Friday, October 4, 2013

Talking pirates in Italy

"World Wide Woodard" hasn't been bounding from continent to continent as much in recent years, but last week did have me in Italy, talking about the golden age pirates with European media aboard a full-scale replica Spanish galleon and from the inside of the dungeon of a Piedmontian castle.

I'm the author of The Republic of Pirates, a history of the pirate gang that is responsible for nine-tenths of our pop culture pirate imagery, and media have been wanting to hear from me of late because of the forthcoming release of a major video game.

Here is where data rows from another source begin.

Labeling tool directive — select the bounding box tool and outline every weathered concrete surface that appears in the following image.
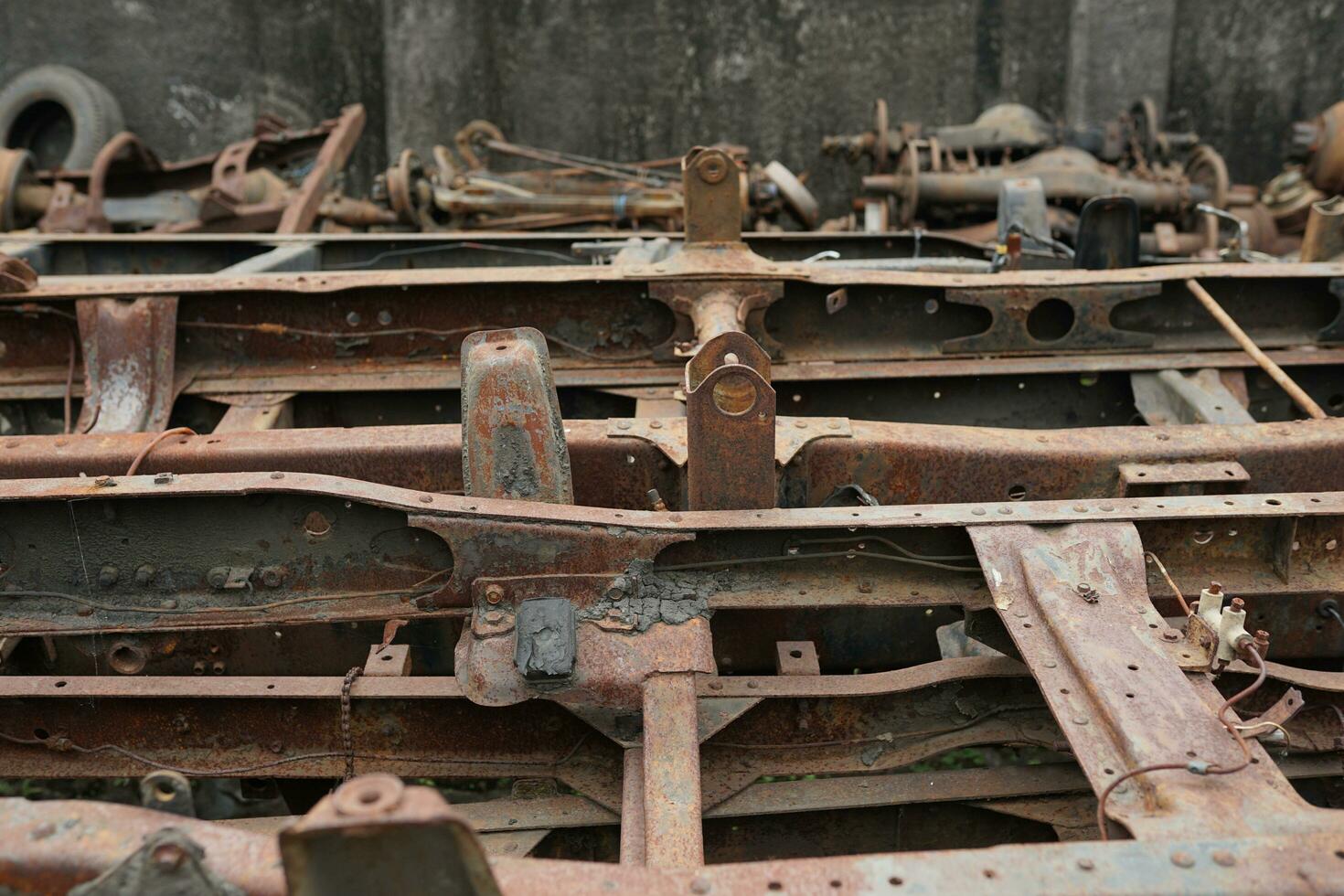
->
[0,0,386,189]
[1064,0,1178,121]
[1168,0,1344,183]
[0,0,1344,215]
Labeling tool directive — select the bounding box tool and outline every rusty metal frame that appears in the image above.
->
[0,149,1344,895]
[0,475,1344,892]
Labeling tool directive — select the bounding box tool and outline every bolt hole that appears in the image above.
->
[304,510,332,539]
[1027,298,1074,343]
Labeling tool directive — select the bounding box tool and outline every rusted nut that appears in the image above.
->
[108,641,149,676]
[152,844,187,869]
[332,773,406,818]
[695,152,729,184]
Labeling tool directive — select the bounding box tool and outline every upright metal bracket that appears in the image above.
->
[463,326,574,504]
[686,332,777,510]
[681,146,743,247]
[280,773,500,896]
[75,295,177,432]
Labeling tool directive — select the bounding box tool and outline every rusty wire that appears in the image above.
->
[1097,642,1263,839]
[0,731,589,778]
[1144,550,1195,618]
[62,333,80,435]
[177,321,653,361]
[126,426,197,475]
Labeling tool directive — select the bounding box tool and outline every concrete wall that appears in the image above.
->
[0,0,1344,214]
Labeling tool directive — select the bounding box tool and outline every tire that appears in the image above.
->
[0,66,125,169]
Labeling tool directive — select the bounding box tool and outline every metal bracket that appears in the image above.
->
[941,283,1161,355]
[75,295,177,432]
[1120,461,1252,497]
[463,326,574,504]
[686,332,777,510]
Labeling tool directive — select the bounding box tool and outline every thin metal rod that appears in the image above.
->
[1186,280,1329,421]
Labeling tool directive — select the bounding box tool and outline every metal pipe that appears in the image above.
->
[1186,280,1329,421]
[643,672,704,868]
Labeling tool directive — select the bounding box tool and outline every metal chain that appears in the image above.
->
[340,667,364,781]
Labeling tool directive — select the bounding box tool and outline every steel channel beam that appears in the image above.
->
[0,419,1344,509]
[0,801,1344,896]
[0,262,1344,413]
[0,231,987,277]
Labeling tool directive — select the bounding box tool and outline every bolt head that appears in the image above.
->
[154,844,187,869]
[695,153,729,184]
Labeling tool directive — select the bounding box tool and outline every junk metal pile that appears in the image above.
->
[0,64,1344,895]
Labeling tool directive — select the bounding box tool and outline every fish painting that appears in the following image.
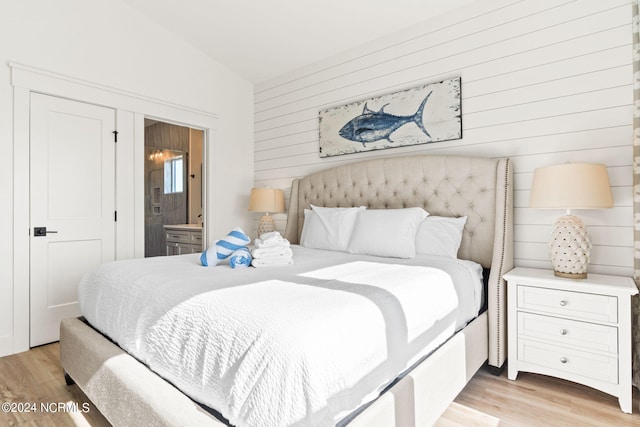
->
[318,77,462,157]
[338,91,433,147]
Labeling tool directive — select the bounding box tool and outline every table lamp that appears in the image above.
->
[249,188,284,237]
[529,163,613,279]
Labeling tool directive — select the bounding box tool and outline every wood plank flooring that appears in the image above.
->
[0,343,640,427]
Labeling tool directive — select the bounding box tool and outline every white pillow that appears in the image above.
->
[300,205,365,251]
[416,216,467,258]
[349,208,429,258]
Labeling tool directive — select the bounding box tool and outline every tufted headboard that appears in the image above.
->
[285,155,513,368]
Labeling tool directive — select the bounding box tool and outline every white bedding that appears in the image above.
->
[79,246,483,427]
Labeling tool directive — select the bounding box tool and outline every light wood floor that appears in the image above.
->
[0,343,640,427]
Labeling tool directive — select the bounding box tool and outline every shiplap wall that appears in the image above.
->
[254,0,633,275]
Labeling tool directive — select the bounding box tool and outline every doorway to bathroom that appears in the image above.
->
[144,119,205,257]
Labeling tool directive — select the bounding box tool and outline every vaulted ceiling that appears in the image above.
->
[124,0,475,83]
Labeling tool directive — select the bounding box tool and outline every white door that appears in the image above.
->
[30,94,115,347]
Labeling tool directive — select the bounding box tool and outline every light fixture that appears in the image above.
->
[149,150,164,160]
[249,188,284,237]
[529,163,613,279]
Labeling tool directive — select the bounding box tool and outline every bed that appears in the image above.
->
[60,155,512,426]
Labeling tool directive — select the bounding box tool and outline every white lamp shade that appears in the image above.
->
[249,188,284,213]
[529,163,613,209]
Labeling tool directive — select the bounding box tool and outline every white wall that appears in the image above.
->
[255,0,633,275]
[0,0,253,356]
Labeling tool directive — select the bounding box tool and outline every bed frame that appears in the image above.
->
[60,155,513,427]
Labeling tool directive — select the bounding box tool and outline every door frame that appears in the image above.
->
[9,63,218,355]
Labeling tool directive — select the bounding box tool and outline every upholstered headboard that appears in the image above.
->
[285,155,513,368]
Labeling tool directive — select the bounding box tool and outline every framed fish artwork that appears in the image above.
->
[319,77,462,157]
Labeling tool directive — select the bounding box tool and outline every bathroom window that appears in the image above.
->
[164,156,184,194]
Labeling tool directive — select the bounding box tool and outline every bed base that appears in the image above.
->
[60,312,488,427]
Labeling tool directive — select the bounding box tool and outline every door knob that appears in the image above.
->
[33,227,57,237]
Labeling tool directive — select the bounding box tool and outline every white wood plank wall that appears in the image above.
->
[255,0,634,275]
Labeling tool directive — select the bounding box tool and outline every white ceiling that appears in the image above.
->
[124,0,474,83]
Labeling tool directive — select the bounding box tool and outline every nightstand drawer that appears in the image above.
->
[517,285,618,323]
[518,312,618,355]
[518,338,618,384]
[167,231,191,243]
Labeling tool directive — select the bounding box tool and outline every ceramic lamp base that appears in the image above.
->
[549,215,591,279]
[258,215,276,237]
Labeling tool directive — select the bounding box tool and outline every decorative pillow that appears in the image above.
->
[416,216,467,258]
[200,228,251,267]
[348,208,429,258]
[300,205,366,251]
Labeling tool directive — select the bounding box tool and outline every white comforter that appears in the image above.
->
[79,246,482,427]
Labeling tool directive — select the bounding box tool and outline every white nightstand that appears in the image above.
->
[504,267,638,414]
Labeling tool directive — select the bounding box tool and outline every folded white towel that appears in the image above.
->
[251,257,293,267]
[251,246,293,258]
[253,234,291,249]
[260,231,284,242]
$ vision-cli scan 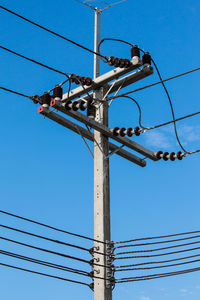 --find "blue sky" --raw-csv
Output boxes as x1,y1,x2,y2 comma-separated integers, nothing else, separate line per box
0,0,200,300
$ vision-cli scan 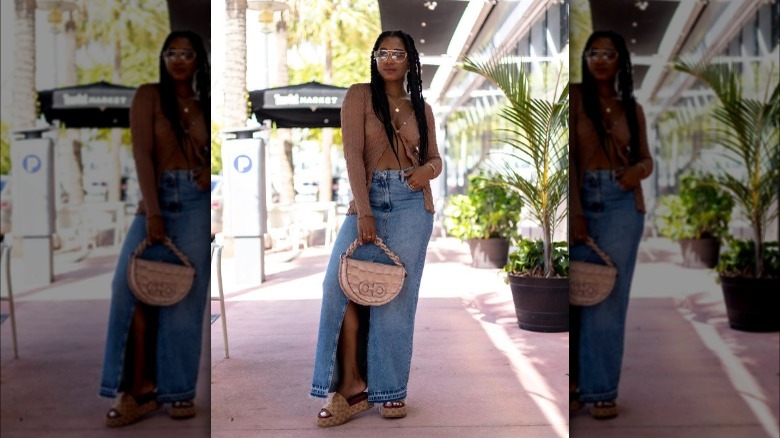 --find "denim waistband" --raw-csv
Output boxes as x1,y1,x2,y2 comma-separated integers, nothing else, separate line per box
373,166,414,181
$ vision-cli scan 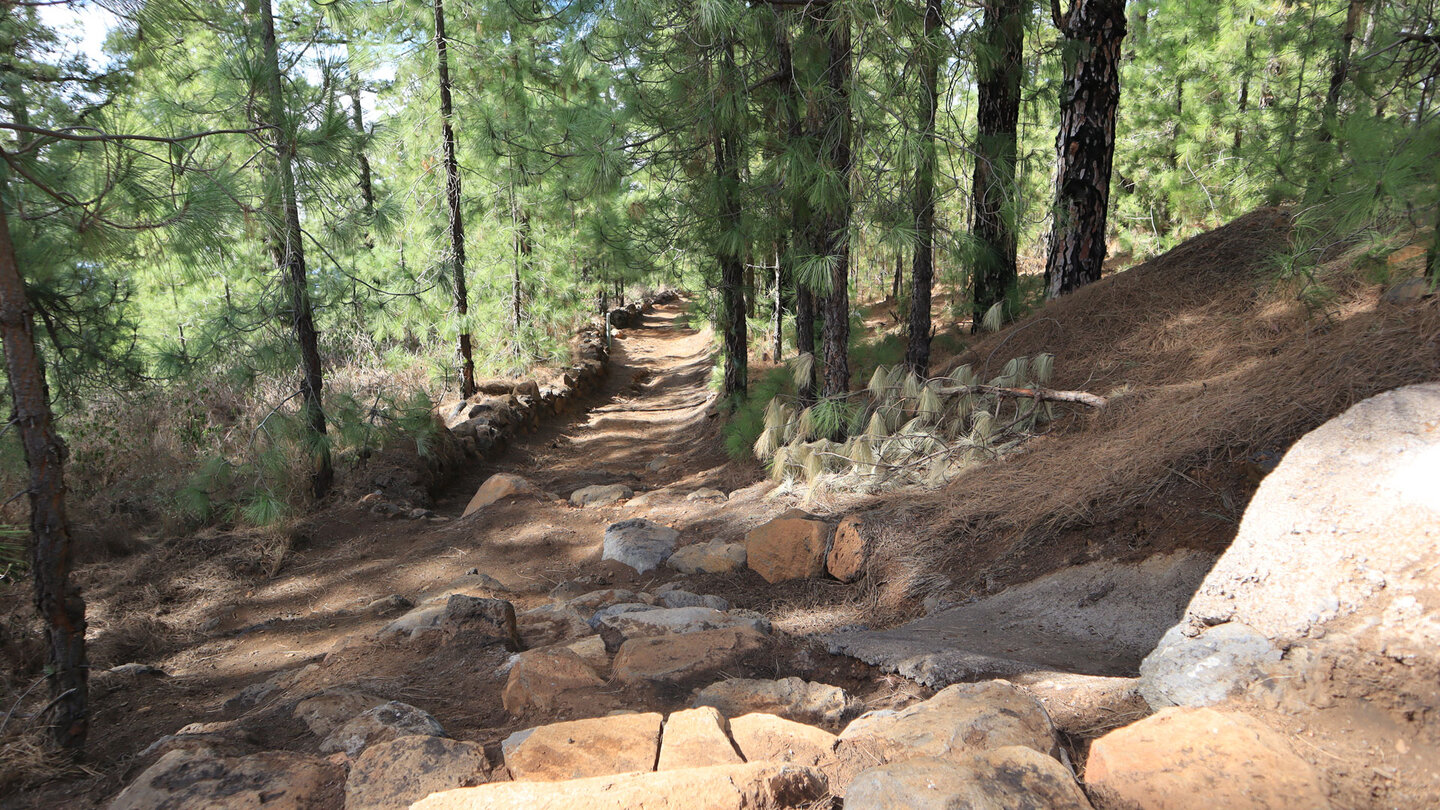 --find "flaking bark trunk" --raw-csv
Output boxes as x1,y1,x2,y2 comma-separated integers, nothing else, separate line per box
1045,0,1125,298
0,191,89,754
435,0,475,399
971,0,1027,331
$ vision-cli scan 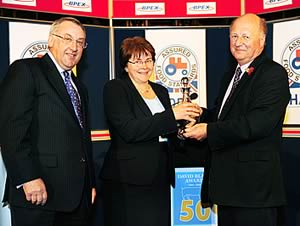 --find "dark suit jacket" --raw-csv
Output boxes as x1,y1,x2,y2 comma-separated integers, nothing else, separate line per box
0,54,95,211
203,54,290,207
101,76,177,185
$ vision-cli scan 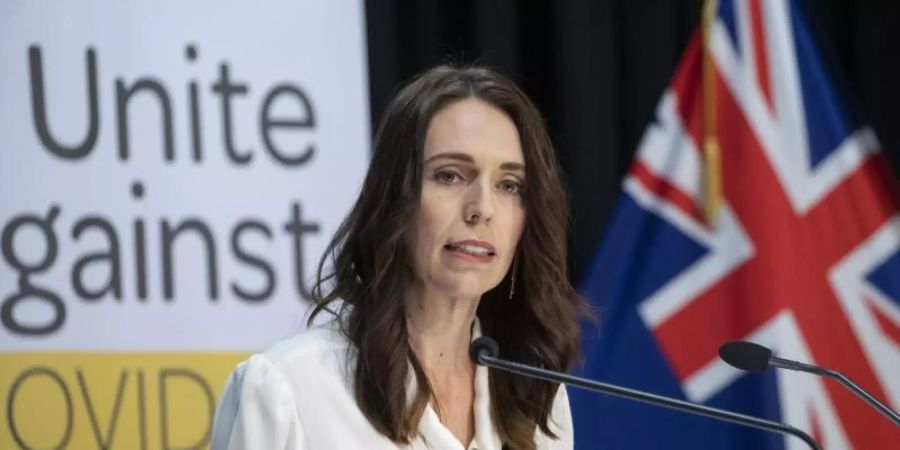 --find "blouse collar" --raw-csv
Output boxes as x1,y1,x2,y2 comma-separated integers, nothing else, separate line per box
407,317,502,450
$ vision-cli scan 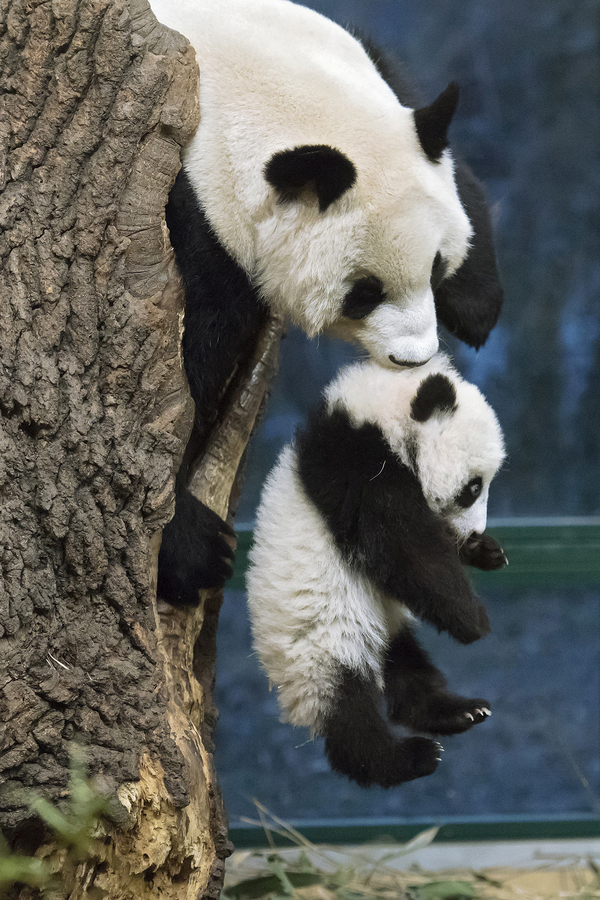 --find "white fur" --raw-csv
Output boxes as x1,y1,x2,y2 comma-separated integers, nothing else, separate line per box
248,355,504,732
247,447,411,731
327,353,504,538
146,0,471,362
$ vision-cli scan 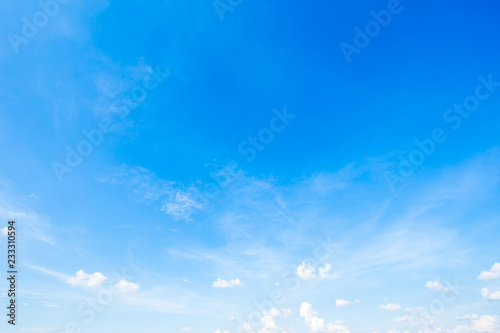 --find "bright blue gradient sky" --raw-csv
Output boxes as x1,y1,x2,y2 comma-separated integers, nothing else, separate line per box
0,0,500,333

Ubisoft's Assassins Creed IV: Black Flag is set among the same pirates -- who included Blackbeard, Sam Bellamy, and Ann Bonny -- and I was a script consultant, helping improve the historical accuracy of details and dialogue in the game.

My first interviews were held in Genoa aboard the Neptune Galleon, a replica galleon built in Tunisia for Roman Polankski's unsuccessful 1986 film, Pirates. Rogert Ebert said the ship was the best thing in the production, which he introduced thusly: "There hasn't been a pirate movie in a long time, and after Roman Polanski's "Pirates," there may not be another one for a very long time." As a backdrop to a pirate video game launch event, however, it can't be beat.

Later, I found myself in front of rival Spanish television crews, explaining the unusual staying power of the Bahamas-based pirate gang in the dungeon of the Castello di Tagliolo Monferrato, still the residence of the Marquis of Tagliolo and his family. (The Marquis, who was on hand to welcome our polygot group, told me his ancestors invested in Christopher Columbus' voyages.) In a wonderful collision of history and historical fiction, the castle was festooned with flags and multi-story banners bearing the Assassins Creed IV logo. Arrr.

In any case, some of the first interviews have begun to surface, and I'll post links to others as they come. For now, Italian speakers can enjoy this piece in Corriere della Sera, the Milan-based paper that is Italy's second largest.

More on pirates to come....

[Update, 10/25/13: Additional coverage and interviews from this and other events linked to here.]